Judge: Health Plan Admin Committee Wrong in Subrogation Agreement Demand

June 15, 2005 (PLANSPONSOR.com) - The administrative committee of a Wal-Mart health plan acted arbitrarily by refusing to cover a beneficiary's medical expenses because she refused to sign a subrogation agreement, a federal judge ruled.

>US District Judge Warren Urbom of the US District Court for the Eastern District of Arkansas ruled that the committee acted unreasonably by relying on a summary plan description (SPD) that required a subrogation agreement, BNA reported.  This SPD was not a formal plan document or a valid plan amendment, Urbom ruled.

>Although Urbom ruled that plaintiff Karla Cossey was improperly denied benefits, he said a trial was still necessary to determine whether the committee’s actions amounted to an Employee Retirement Income Security Act (ERISA) fiduciary breach.

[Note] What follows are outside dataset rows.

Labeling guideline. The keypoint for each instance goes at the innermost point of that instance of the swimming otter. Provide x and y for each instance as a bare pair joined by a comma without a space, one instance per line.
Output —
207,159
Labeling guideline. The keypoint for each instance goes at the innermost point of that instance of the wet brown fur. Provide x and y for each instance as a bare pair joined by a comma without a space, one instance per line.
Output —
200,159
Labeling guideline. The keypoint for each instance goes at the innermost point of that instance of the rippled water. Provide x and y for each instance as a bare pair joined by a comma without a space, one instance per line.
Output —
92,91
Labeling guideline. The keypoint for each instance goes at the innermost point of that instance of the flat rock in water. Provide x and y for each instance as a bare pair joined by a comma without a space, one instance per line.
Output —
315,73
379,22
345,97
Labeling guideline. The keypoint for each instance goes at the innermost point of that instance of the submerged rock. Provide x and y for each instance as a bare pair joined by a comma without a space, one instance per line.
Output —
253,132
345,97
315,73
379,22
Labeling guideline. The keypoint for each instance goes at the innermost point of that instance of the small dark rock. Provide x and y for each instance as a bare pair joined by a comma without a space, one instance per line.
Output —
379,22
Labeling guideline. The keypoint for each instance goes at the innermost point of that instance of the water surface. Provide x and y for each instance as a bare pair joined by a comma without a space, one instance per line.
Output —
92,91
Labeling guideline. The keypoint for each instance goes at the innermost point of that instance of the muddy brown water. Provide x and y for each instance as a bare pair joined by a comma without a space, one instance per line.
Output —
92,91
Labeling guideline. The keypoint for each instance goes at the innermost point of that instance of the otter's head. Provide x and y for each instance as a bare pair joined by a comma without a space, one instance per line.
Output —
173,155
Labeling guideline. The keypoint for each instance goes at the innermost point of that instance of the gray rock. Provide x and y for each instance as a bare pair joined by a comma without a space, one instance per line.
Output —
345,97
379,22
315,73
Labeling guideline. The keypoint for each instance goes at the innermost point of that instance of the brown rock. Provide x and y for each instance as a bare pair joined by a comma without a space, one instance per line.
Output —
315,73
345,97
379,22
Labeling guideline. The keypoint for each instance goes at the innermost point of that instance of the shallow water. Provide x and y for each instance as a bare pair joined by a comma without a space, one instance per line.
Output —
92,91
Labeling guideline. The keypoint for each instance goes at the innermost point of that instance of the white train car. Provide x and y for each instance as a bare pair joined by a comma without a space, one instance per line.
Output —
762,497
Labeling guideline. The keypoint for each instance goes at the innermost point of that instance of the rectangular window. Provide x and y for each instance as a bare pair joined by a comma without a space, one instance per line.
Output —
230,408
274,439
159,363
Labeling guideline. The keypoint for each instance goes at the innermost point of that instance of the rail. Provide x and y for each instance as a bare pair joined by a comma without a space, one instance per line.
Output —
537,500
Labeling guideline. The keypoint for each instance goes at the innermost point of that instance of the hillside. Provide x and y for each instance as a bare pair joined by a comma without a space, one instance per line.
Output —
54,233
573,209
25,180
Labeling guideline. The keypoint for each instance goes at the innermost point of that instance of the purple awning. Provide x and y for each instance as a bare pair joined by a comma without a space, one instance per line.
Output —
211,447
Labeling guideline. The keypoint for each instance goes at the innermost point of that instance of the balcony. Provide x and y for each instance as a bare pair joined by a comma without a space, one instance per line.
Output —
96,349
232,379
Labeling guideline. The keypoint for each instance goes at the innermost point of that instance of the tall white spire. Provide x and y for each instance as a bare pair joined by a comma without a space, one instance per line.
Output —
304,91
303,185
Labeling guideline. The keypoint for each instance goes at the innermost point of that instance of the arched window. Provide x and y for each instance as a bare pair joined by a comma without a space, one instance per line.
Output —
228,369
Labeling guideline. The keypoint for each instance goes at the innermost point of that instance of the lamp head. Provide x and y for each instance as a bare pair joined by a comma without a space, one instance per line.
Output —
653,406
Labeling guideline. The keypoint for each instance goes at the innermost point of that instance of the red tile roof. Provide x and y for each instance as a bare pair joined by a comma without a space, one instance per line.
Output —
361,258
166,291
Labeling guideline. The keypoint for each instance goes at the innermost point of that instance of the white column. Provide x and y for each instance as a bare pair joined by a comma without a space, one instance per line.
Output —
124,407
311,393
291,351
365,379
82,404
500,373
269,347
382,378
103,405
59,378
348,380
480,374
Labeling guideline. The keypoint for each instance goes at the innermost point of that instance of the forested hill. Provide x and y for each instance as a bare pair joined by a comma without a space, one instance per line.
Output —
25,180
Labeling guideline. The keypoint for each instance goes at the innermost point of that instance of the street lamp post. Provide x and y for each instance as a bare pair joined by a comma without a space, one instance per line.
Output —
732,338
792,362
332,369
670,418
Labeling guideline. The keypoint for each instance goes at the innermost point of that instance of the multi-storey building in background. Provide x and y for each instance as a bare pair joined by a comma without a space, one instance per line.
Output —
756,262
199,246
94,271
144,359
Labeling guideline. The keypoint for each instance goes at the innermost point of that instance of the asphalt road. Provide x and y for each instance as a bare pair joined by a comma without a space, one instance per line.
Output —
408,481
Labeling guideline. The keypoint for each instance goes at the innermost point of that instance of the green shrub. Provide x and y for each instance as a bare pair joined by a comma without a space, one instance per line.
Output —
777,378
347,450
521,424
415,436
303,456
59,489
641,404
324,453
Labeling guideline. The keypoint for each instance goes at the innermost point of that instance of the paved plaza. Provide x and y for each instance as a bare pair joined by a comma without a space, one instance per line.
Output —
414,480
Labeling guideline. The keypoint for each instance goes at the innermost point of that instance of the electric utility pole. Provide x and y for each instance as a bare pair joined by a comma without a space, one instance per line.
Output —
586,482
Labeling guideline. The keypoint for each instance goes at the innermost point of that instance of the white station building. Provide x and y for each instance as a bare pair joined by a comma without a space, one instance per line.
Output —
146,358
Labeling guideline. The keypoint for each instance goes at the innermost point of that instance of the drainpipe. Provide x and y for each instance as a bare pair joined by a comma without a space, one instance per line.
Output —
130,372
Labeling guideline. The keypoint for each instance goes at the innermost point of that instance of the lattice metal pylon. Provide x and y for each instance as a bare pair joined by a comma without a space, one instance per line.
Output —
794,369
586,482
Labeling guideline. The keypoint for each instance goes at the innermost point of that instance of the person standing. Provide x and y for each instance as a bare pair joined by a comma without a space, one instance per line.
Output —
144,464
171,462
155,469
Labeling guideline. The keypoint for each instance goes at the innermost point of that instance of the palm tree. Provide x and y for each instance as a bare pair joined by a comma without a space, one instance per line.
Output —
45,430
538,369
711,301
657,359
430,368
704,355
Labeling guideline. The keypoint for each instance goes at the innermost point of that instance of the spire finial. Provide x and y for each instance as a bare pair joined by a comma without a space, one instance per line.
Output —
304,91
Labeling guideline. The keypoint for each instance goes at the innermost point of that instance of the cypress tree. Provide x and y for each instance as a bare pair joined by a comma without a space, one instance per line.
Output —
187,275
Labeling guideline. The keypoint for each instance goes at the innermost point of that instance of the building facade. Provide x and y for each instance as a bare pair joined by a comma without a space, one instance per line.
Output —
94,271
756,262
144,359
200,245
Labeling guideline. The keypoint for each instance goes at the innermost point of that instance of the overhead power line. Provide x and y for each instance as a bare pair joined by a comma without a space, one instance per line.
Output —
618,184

>According to court records, Cossey was injured in an automobile accident in October 2001 and was insured by Wal-Mart’s health plan on the policy of her husband who was a Wal-Mart employee. As a precondition for covering Cossey’s medical expenses, the plan’s administrative committee requested that Cossey sign a subrogation agreement promising to repay the plan if she received a money settlement from the individuals responsible for her injuries.

>Cossey refused to sign the subrogation agreement and when her medical bills went unpaid by the plan, Cossey sued in federal court, arguing an ERISA breach.

>Urbom noted that although the committee acted arbitrarily and capriciously in relying on the SPD, he would not order the committee to pay benefits to Cossey because Cossey did not demonstrate, as a matter of law, that she was entitled to benefits.

>The case is Cossey v. Associates’ Health and Welfare Plan, E.D. Ark., No. 4:02CV661 WKU, 3/15/05.